Melisa is a Ruby gem that wraps the very efficient Marisa Trie C++ library. See also Marisa Trie's README.
A "trie" is a useful data structure for storing strings, especially ngrams.
sudo apt-get install make dh-autoreconf build-essential
gem install melisa
require 'melisa'
trie = Melisa::Trie.new
trie.add('snow')
trie.add('snow cone')
trie.add('ice')
trie.add('ice cream')
trie.search('ice').keys
# => ["ice", "ice cream"]
You can also save and load complete tries.
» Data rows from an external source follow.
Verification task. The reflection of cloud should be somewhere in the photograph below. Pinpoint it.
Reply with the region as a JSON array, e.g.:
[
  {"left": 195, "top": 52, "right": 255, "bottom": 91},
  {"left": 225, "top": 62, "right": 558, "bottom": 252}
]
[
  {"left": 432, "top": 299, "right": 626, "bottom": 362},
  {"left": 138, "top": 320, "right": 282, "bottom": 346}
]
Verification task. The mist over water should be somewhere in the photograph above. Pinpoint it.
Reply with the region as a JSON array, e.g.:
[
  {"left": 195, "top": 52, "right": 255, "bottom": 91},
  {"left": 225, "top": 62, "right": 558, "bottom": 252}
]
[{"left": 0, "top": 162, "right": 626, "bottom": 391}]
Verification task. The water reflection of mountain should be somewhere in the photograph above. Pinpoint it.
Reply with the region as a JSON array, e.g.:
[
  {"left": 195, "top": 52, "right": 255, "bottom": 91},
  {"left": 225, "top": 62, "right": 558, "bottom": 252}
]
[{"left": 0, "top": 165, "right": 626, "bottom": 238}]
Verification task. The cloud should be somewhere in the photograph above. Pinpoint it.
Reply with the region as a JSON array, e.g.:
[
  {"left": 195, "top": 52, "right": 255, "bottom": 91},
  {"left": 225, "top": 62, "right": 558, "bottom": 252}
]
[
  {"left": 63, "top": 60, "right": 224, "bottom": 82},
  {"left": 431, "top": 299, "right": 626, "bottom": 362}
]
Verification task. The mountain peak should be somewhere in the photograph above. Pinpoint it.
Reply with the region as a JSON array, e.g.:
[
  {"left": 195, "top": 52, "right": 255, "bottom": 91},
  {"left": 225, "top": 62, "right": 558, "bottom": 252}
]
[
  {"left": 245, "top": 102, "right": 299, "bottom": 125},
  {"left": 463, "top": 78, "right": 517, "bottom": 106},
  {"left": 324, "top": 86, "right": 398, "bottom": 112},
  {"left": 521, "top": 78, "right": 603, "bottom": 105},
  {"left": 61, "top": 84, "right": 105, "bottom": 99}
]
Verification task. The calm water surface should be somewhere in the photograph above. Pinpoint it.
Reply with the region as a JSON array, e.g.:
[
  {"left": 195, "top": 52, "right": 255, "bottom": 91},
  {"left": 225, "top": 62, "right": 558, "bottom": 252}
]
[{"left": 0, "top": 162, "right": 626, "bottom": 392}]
Marisa Tries are space efficient, often achieving significant compression over regular string or hash storage.
trie = Melisa::Trie.new(['snow', 'snow cone'])
trie.save('winter.trie')
trie = Melisa::Trie.new
trie.load('winter.trie')
trie.include? 'snow'
# => true
Melisa includes an IntTrie type that can be used to time- and space-efficiently store integer values in association with a string:
trie = Melisa::IntTrie.new "one" => 1, "two" => 2, "onetwo" => 3
trie['one']
# => 1
trie.get_all('one')
# => [3, 1]
- fast search for exact strings and prefixes
- has a BytesTrie that can be used to store binary data
- has an IntTrie that can be used to store integer values easily
- Ruby bindings for Marisa Trie built into the gem (require 'marisa')
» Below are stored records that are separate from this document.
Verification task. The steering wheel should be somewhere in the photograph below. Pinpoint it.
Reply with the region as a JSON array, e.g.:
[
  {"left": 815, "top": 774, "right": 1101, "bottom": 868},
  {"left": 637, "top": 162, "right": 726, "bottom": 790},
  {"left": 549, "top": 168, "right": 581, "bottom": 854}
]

(c) 2014 Duane Johnson License: MIT
After checking out the repo, run bin/setup to install dependencies. Then, run rake spec to run the tests. You can also run bin/console for an interactive prompt that will allow you to experiment.
To install this gem onto your local machine, run bundle exec rake install. To release a new version, update the version number in version.rb, and then run bundle exec rake release, which will create a git tag for the version, push git commits and the created tag, and push the .gem file to rubygems.org.